Но я оставила маму в Праге и убежала в Краков. Училась там живописи, а потом убежала в Палестину. Тут я назвалась Эстер. И я хотела мстить мужчинам. Я делала ужасные вещи. Я имела дело только с женатыми, — хотела, чтобы их жены плакали так, как рыдала моя мать, когда Гутхарц велел ей дать ему развод. Но потом появился Марек, и все изменилось. А я должна была платить за свои грехи, и я все еще плачу за них. Смотри, — она подняла кофточку и показала мне жуткие сине-фиолетовые разводы на спине и боках. — Шлойме умеет бить! — объявила Гитл с восторгом. — Но на сей раз я наслала на него приступ падучей очень быстро. Мне необходимо было встретиться с тобой поскорее. Я не могла себе позволить настоящее наказание!
— И ты… И так продолжается давно? — я даже вскочила на ноги и сама не заметила, как пальцы сжались в кулаки.
— Да. Поэтому я не могу уйти от Шлойме. Так будет продолжаться до конца — его или моего. Я выплачу все долги! Но раз мне вернули тебя, я думаю, Шлойме скоро уйдет. Меня простили! Я это чувствую.
— Бред какой-то! — воскликнула я. И не помню, чтобы в этот момент я думала о себе и Мишке. Но Гитл читала и скрытые от меня мои собственные мысли.
— Не вспоминай о плохом, — попросила Гитл. — Он за это дорого заплатит.
— Кто? Шлойме?
— Твой бывший муж. И Шлойме тоже. Но Шлойме уже наказан, у него падучая. А ты должна думать, что говоришь. Наверху знают все твои слова. И мысли тоже, — добавила она тихонько. — Наверху знают все, и все предусматривают. А нам дан выбор: идти за злом или за добром. Ты должна родить сына. Душа реб Зуси и Марека должна закончить гильгуль[11]. А сейчас помоги мне собрать картинки. Сегодня я смогу забрать только часть.
— Ты их забираешь? Ты же сказала — пусть постоят в чуланчике.
— Это слишком большое искушение для тебя.
— Хорошо. Но скажи честно, что ты с ними сделаешь?
— Ничего. Ими займется Марек.

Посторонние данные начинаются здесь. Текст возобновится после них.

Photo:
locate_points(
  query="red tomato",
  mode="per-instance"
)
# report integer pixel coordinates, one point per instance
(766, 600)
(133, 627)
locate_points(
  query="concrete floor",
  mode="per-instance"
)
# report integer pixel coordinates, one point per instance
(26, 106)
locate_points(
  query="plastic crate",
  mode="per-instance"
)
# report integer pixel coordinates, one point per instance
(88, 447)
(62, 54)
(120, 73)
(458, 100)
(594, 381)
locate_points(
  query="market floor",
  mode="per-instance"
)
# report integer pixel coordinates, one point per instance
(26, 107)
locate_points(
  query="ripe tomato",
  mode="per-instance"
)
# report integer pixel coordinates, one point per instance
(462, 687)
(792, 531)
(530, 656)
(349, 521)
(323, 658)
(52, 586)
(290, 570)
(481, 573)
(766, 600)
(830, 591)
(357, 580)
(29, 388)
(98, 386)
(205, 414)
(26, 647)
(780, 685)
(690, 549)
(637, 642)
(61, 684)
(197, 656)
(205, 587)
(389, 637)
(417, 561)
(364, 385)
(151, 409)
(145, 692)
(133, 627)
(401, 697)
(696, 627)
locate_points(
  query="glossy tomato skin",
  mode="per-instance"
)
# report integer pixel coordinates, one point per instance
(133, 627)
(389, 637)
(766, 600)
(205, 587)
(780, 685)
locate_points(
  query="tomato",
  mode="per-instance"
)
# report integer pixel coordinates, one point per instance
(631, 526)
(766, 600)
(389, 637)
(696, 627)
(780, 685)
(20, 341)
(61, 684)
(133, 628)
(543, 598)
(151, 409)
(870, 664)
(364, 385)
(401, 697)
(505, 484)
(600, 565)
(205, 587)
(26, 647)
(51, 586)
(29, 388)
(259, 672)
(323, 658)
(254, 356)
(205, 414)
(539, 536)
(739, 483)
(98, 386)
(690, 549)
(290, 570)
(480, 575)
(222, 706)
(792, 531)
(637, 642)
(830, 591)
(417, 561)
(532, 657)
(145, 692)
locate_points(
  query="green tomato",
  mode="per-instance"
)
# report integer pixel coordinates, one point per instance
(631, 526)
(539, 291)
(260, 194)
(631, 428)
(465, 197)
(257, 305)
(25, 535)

Но они должны быть в каком-то одном месте, чтобы Мареку не пришлось их разыскивать. И я не хочу, чтобы они были у тебя. Это место должно быть безопасным для… для людей.
— Тогда почему ты хранила их у Йехезкеля Каца?
— Он их мне не отдавал. Боялся, что я их уничтожу. Вот его и отодвинули. Бедный Хези! Он бы и тебе не отдал картинки, но я очень боялась, что ты его уговоришь. А если бы ты их получила раньше, чем решила вернуться ко мне… Ой! Мне страшно подумать, что бы могло случиться с тобой.
— Так. Значит, это реб Зейде ударил Хези багажником по голове?!
— Ну что ты!
— Так это сделала ты?!
— Как я могу?! Просто время Хези пришло, а багажник был давно испорчен. Хези все пытался чинить сам, а он был плохой механик. Надо было попросить Шлойме.
— И тогда Хези остался бы жив?
— Конечно, нет. Все было подписано. Но крышка багажника не соблазнила бы глупых людей смеяться над смертью ближнего. — Заметив, что я покраснела, Гитл положила мне руку на плечо. — У тебя еще есть время исправиться.
— Все-таки скажи мне, Хези погиб из-за этих картинок?!
— Да нет же, глупая! Он совершил много нехороших дел, и его решили призвать. А я так торопилась увидеть тебя, прежде чем картинки попадут к тебе! Даже не из-за тебя, нет. Из-за Марека. Если бы пришлось причинить тебе зло, чтобы уничтожить картинки, Марек повторил бы дело Паньоля. Это было бы ужасно.
— Какое дело Паньоля?
— Ой, ты же не знаешь! — Гитл ударила себя пальцами по губам.
— Расскажи.
— Не надо, — попросила Гитл. — Ты не должна знать этого про своего деда.
— Он мне не дед. Так, биология. Я ему ничем не обязана.
— Родителей и родню нужно уважать, даже если кажется, что они этого не заслуживают. Боже мой, тебя вернули мне так поздно! Как я могу все успеть!
— Мне не нравится то, что вы сделали с Хези.
— Я ничего с ним не делала. Он все сделал сам. И мне его очень жаль. Он хотел быть хорошим человеком. И честным. Это ему зачтется. Я буду хорошим свидетелем. Ах, как мне его не хватает! Он все знал и молчал. Только писал письма самому себе.
— А как ты уехала из России? Тогда же никого не выпускали. Когда?